Remembering the Fab Four’s beginning

It’s been either a little more than 60 years or almost 60 years since the Beatles came on the scene and transformed music and pop culture.

It’s been either a little more than 60 years or almost 60 years since the Beatles came on the scene and transformed music and pop culture. (While the group was formed in 1960, it didn’t solidify into its world-shattering iteration until Ringo joined in 1962.)

So expect a lot of Beatlemania this year and the next (and the next and the next. The lads didn’t hit America until Feb. 7, 1964, making a sensational U.S. debut two days later on “The Ed Sullivan Show.” We’re already in Beatles’ mode: We purchased a CD of their No. 1 hits at Rite Aid. (Yeah, we know: No one listens to CDs anymore. We do.)

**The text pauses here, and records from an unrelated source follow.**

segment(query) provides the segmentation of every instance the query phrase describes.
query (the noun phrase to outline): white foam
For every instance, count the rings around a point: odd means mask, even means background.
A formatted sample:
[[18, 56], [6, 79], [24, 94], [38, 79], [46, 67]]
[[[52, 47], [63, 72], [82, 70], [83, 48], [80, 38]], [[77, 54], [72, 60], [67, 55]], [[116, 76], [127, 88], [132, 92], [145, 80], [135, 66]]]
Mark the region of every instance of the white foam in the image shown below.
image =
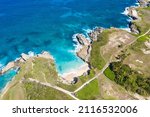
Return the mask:
[[76, 44], [73, 45], [75, 47], [75, 51], [74, 52], [78, 52], [82, 48], [82, 46], [80, 45], [80, 43], [78, 42], [78, 40], [76, 38], [77, 35], [78, 34], [74, 34], [72, 36], [73, 41], [76, 43]]
[[33, 57], [33, 56], [35, 56], [35, 53], [32, 52], [32, 51], [29, 51], [29, 52], [28, 52], [28, 55], [29, 55], [30, 57]]
[[130, 30], [130, 28], [120, 28], [120, 29], [122, 29], [122, 30], [125, 30], [125, 31], [127, 31], [127, 32], [131, 32], [131, 30]]
[[129, 7], [126, 7], [124, 12], [122, 12], [121, 14], [123, 15], [128, 15], [129, 14], [129, 11], [128, 11]]

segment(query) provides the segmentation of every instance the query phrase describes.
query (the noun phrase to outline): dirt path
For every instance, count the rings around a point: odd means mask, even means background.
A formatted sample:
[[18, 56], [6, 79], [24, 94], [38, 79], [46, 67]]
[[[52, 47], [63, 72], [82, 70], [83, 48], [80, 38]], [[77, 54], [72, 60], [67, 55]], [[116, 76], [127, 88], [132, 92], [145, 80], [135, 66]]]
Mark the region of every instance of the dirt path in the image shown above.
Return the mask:
[[[127, 46], [133, 44], [133, 43], [136, 42], [139, 38], [141, 38], [141, 37], [147, 35], [149, 32], [150, 32], [150, 29], [149, 29], [147, 32], [145, 32], [144, 34], [140, 35], [140, 36], [139, 36], [138, 38], [136, 38], [134, 41], [132, 41], [131, 43], [129, 43], [128, 45], [126, 45], [124, 48], [126, 48]], [[76, 89], [76, 90], [74, 91], [74, 93], [80, 91], [80, 90], [83, 89], [86, 85], [88, 85], [90, 82], [92, 82], [92, 81], [95, 80], [97, 77], [99, 77], [101, 74], [103, 74], [103, 72], [107, 69], [107, 67], [108, 67], [109, 64], [111, 63], [112, 57], [113, 57], [113, 55], [111, 56], [110, 61], [107, 62], [107, 64], [106, 64], [106, 65], [103, 67], [103, 69], [100, 71], [100, 73], [98, 73], [95, 77], [93, 77], [93, 78], [90, 79], [89, 81], [85, 82], [82, 86], [80, 86], [78, 89]]]

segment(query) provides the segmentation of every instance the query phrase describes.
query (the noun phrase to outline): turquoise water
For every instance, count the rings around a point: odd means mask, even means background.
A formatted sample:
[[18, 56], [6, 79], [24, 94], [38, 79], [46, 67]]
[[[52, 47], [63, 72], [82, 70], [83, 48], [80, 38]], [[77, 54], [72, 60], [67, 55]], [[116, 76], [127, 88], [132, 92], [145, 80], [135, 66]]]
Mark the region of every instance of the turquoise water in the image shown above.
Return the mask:
[[[75, 54], [75, 33], [96, 26], [127, 27], [121, 12], [136, 0], [0, 0], [0, 68], [21, 53], [49, 51], [60, 74], [83, 64]], [[10, 80], [8, 72], [0, 87]]]
[[6, 86], [6, 84], [12, 80], [14, 75], [16, 75], [16, 71], [10, 70], [10, 71], [6, 72], [4, 75], [0, 76], [0, 92]]

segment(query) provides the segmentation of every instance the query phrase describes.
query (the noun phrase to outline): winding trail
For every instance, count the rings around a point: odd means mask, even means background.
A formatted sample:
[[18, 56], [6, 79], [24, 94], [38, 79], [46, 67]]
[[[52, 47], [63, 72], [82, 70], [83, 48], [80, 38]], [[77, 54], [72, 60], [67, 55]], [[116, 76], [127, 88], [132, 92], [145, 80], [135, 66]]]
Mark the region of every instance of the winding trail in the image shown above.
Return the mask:
[[[127, 46], [133, 44], [134, 42], [136, 42], [139, 38], [147, 35], [150, 32], [150, 28], [147, 32], [145, 32], [144, 34], [138, 36], [135, 40], [131, 41], [131, 43], [127, 44], [126, 46], [124, 46], [124, 48], [126, 48]], [[123, 48], [123, 49], [124, 49]], [[82, 86], [80, 86], [78, 89], [76, 89], [74, 91], [74, 93], [80, 91], [81, 89], [83, 89], [86, 85], [88, 85], [90, 82], [92, 82], [93, 80], [95, 80], [97, 77], [99, 77], [100, 75], [102, 75], [104, 73], [104, 71], [107, 69], [107, 67], [109, 66], [109, 64], [111, 63], [113, 55], [110, 57], [109, 62], [106, 63], [106, 65], [103, 67], [103, 69], [100, 71], [100, 73], [98, 73], [95, 77], [93, 77], [92, 79], [90, 79], [89, 81], [85, 82]]]

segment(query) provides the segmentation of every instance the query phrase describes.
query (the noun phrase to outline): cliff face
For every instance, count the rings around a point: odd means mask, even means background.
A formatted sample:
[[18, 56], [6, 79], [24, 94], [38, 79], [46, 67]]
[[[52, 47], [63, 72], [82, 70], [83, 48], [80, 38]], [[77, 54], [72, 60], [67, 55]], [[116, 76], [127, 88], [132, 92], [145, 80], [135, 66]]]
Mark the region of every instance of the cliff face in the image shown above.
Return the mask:
[[150, 0], [138, 0], [141, 7], [150, 6]]

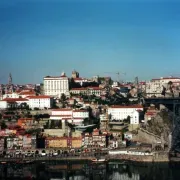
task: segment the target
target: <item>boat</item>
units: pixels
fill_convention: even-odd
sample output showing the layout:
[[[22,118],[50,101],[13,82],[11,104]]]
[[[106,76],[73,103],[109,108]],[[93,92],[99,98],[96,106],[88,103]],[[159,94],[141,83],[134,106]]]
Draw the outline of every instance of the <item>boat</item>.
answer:
[[[103,162],[106,162],[107,160],[106,159],[96,159],[96,158],[94,158],[94,159],[92,159],[91,160],[93,163],[103,163]]]
[[[90,124],[90,125],[87,125],[87,126],[85,126],[85,125],[79,125],[79,126],[75,126],[74,128],[75,128],[76,130],[85,131],[86,129],[92,128],[92,127],[94,127],[94,126],[96,126],[96,124]]]
[[[1,164],[6,164],[6,162],[1,162]]]

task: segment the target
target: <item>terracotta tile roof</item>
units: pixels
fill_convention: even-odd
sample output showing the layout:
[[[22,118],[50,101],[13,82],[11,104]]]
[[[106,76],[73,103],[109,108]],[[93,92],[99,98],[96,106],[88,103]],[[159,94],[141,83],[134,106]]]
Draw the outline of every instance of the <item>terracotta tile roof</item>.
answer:
[[[75,81],[84,80],[83,78],[73,78]]]
[[[141,105],[132,105],[132,106],[113,105],[110,108],[143,108],[143,106]]]
[[[73,112],[88,112],[87,110],[83,110],[83,109],[75,109],[75,110],[73,110]]]
[[[52,111],[72,111],[72,109],[61,108],[61,109],[53,109]]]
[[[51,115],[52,117],[71,117],[72,115]]]
[[[34,91],[21,91],[19,95],[36,95],[36,93]]]
[[[28,99],[25,98],[5,98],[3,101],[7,102],[17,102],[17,101],[28,101]]]
[[[71,89],[71,91],[75,91],[75,90],[85,91],[87,89],[86,88],[72,88]]]
[[[41,96],[27,96],[28,99],[49,99],[51,98],[50,96],[45,96],[45,95],[41,95]]]
[[[102,90],[102,88],[100,88],[100,87],[88,87],[88,89],[92,89],[92,90]]]

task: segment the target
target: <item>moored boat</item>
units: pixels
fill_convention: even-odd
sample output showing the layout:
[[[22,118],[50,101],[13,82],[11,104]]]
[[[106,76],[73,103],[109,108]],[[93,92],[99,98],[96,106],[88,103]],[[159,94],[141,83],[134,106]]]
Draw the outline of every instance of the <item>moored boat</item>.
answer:
[[[91,161],[94,162],[94,163],[103,163],[103,162],[106,162],[107,160],[106,159],[96,159],[96,158],[94,158]]]

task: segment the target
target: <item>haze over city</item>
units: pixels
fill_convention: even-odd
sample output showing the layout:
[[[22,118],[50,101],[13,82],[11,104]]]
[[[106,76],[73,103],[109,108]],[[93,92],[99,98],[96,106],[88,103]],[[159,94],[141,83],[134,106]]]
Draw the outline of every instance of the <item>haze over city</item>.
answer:
[[[0,83],[40,83],[46,75],[149,80],[179,71],[180,3],[0,2]],[[111,74],[111,76],[113,76]],[[115,78],[115,75],[114,75]]]

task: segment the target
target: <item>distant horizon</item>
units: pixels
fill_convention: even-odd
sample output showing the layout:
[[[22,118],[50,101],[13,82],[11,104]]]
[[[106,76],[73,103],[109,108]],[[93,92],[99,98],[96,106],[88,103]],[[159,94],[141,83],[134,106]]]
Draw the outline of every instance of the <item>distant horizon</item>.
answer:
[[[0,84],[9,73],[36,84],[73,69],[128,81],[180,76],[179,9],[174,0],[2,0]]]
[[[77,71],[77,72],[79,72],[79,71]],[[66,72],[65,72],[65,74],[66,74]],[[80,72],[79,72],[79,74],[80,74]],[[54,76],[54,75],[46,75],[46,76]],[[12,74],[12,84],[14,84],[14,85],[27,85],[27,84],[43,84],[43,78],[44,77],[46,77],[46,76],[43,76],[42,77],[42,81],[40,81],[40,82],[35,82],[35,83],[31,83],[31,82],[25,82],[25,83],[14,83],[14,81],[13,81],[13,74]],[[57,75],[57,76],[61,76],[61,73],[59,74],[59,75]],[[70,75],[67,75],[66,74],[66,76],[68,77],[68,78],[71,78],[71,74]],[[94,76],[97,76],[97,75],[94,75]],[[9,74],[8,74],[8,76],[7,76],[7,82],[5,82],[5,83],[1,83],[1,79],[0,79],[0,84],[4,84],[4,85],[6,85],[6,84],[8,84],[8,77],[9,77]],[[91,78],[93,78],[93,76],[92,77],[82,77],[82,76],[79,76],[80,78],[87,78],[87,79],[91,79]],[[110,77],[113,81],[116,81],[116,82],[118,82],[118,80],[117,80],[117,78],[118,77],[114,77],[113,78],[113,76],[99,76],[99,77]],[[136,76],[137,77],[137,76]],[[153,78],[151,78],[151,79],[139,79],[139,77],[138,77],[138,80],[139,80],[139,82],[148,82],[148,81],[151,81],[152,79],[160,79],[160,78],[170,78],[170,77],[172,77],[172,78],[180,78],[180,76],[178,77],[178,76],[160,76],[160,77],[153,77]],[[123,81],[123,82],[134,82],[135,81],[135,77],[134,77],[134,79],[131,79],[131,80],[126,80],[125,78],[124,79],[120,79],[120,82],[121,81]]]

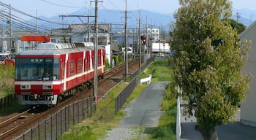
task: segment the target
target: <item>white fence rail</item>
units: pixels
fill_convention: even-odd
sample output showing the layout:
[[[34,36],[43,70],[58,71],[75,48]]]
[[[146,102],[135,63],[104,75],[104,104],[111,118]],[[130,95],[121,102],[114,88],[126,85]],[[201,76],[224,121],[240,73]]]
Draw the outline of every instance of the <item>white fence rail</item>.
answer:
[[[143,82],[147,82],[147,84],[149,85],[150,82],[151,82],[151,77],[152,77],[152,75],[149,74],[149,77],[148,77],[146,78],[140,79],[140,85]]]

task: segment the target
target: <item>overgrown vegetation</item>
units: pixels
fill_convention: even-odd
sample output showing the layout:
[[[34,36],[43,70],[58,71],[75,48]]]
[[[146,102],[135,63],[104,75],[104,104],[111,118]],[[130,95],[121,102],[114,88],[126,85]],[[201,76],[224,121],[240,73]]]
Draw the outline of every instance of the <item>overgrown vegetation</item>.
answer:
[[[146,77],[152,74],[153,81],[170,81],[170,70],[167,67],[166,61],[154,61],[139,77]],[[114,97],[121,91],[127,85],[122,82],[110,91],[106,100],[100,101],[97,104],[97,111],[94,115],[83,121],[79,125],[75,125],[58,139],[86,139],[94,140],[103,139],[108,130],[116,128],[119,121],[125,116],[125,112],[121,110],[115,115]],[[134,90],[126,104],[137,98],[143,92],[147,85],[142,86],[138,84]],[[172,86],[167,85],[165,88],[166,93],[162,104],[162,109],[165,113],[159,120],[159,125],[156,128],[135,128],[138,133],[147,134],[146,139],[176,139],[176,96],[172,93]],[[175,93],[175,92],[174,92]]]
[[[0,66],[0,98],[14,93],[15,68],[12,64]]]
[[[183,113],[196,117],[203,139],[218,139],[215,128],[233,119],[249,90],[243,67],[250,42],[229,24],[231,1],[179,1],[170,34],[174,80],[189,102]]]

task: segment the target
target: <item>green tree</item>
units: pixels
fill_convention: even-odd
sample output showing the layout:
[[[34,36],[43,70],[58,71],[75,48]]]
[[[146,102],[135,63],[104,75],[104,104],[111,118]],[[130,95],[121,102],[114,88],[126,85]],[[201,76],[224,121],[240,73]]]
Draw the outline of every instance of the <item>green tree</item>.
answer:
[[[227,0],[179,0],[170,32],[170,60],[176,82],[189,104],[185,113],[197,118],[204,139],[217,139],[215,127],[232,120],[249,89],[244,66],[250,42],[239,42],[227,23]],[[195,110],[195,112],[193,112]]]

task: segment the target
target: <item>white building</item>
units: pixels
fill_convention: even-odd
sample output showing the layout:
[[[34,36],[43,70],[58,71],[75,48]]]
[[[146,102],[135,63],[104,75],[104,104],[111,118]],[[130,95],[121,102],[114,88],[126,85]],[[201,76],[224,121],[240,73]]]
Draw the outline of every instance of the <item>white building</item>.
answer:
[[[253,23],[240,34],[241,40],[250,40],[252,47],[249,52],[245,71],[252,74],[249,84],[249,93],[241,105],[241,122],[243,124],[256,126],[256,22]]]
[[[151,36],[153,42],[157,42],[159,39],[160,30],[158,28],[148,28],[147,29],[148,36]]]

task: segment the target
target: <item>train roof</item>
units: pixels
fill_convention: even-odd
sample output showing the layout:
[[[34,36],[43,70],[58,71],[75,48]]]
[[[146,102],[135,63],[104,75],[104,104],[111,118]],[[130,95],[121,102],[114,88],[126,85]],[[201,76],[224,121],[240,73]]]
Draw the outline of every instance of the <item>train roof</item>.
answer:
[[[102,47],[99,47],[99,50]],[[18,52],[15,56],[18,55],[58,55],[67,53],[74,53],[78,52],[83,52],[89,50],[94,50],[92,47],[75,47],[67,49],[36,49],[31,50],[26,50]]]

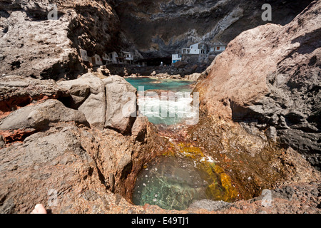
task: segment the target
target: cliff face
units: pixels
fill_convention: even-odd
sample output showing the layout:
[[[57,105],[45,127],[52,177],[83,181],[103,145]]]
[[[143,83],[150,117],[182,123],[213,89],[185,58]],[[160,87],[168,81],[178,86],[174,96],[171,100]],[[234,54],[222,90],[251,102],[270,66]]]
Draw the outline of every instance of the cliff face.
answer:
[[[272,23],[286,24],[310,1],[273,1]],[[56,4],[58,20],[48,20]],[[170,56],[195,42],[228,43],[265,24],[260,1],[0,1],[0,71],[37,78],[86,73],[89,56],[128,49],[136,58]]]
[[[57,6],[58,20],[48,20]],[[39,78],[74,78],[88,56],[121,46],[119,20],[106,1],[1,1],[0,71]]]
[[[273,24],[285,24],[311,1],[270,1]],[[113,6],[128,42],[146,58],[164,57],[199,41],[228,43],[265,24],[262,1],[118,0]]]
[[[242,33],[200,82],[210,115],[239,122],[249,133],[302,153],[320,168],[321,1],[285,25]]]

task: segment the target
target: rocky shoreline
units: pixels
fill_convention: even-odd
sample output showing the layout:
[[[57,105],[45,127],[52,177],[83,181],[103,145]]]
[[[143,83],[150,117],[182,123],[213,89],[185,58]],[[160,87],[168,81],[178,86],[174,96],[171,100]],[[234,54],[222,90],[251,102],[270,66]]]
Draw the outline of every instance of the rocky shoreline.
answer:
[[[243,32],[205,71],[141,72],[89,69],[79,57],[128,42],[112,3],[60,1],[56,21],[47,3],[0,1],[0,213],[39,203],[55,214],[321,212],[320,0],[287,24]],[[137,91],[122,77],[131,75],[195,81],[198,123],[137,116]],[[134,205],[143,167],[179,153],[210,157],[233,202]]]

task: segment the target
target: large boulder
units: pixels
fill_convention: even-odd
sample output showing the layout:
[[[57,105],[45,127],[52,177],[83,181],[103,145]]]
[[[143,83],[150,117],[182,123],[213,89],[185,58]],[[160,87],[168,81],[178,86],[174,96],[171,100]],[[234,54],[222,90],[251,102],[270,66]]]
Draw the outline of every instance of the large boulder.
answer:
[[[105,127],[126,133],[131,128],[136,116],[137,90],[118,76],[103,79],[103,81],[106,85],[107,101]]]
[[[278,141],[321,165],[321,2],[292,22],[242,33],[216,57],[197,86],[211,115],[260,130],[275,128]]]
[[[85,114],[91,125],[103,129],[106,109],[105,85],[91,73],[78,79],[58,83],[64,90],[68,90],[71,98],[66,105],[76,108]]]
[[[40,130],[47,127],[50,123],[71,121],[87,123],[82,113],[66,108],[58,100],[50,99],[12,112],[0,121],[0,130]]]

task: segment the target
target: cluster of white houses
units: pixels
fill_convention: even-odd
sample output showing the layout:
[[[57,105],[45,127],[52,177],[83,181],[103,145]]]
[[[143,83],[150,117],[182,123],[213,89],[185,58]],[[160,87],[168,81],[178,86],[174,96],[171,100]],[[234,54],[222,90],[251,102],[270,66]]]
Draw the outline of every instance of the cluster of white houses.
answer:
[[[190,46],[189,48],[183,48],[180,53],[172,55],[172,63],[182,61],[184,55],[200,55],[219,53],[225,50],[226,45],[216,43],[210,46],[204,42],[200,42]]]
[[[104,53],[101,57],[99,55],[88,56],[87,51],[80,50],[81,59],[84,62],[89,62],[93,66],[101,66],[106,64],[133,64],[133,56],[131,52],[121,51],[118,53],[116,51]]]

Anyway, the bookish Beatles buff will want to check out the recent “The Boys Next Door” by TV writer Dan Greenberger (“How I Met Your Mother,” “Everybody Loves Raymond,”), a what-if novel about a Columbia University student who finds himself studying in Hamburg, Germany, in 1960 and living next door to the boys in one of the band’s earlier incarnations.

“I had a wonderful time hanging out with the boys,” Greenberger writes in the afterword of his book (Appian Way Press, $9.99, 319 pages). “They are good company. I miss them, as so many of us do. But I’ve learned that one should never say goodbye to the Beatles. They’ve shown a remarkable ability, over so many years, and so many generations…to deliver yet another surprise.”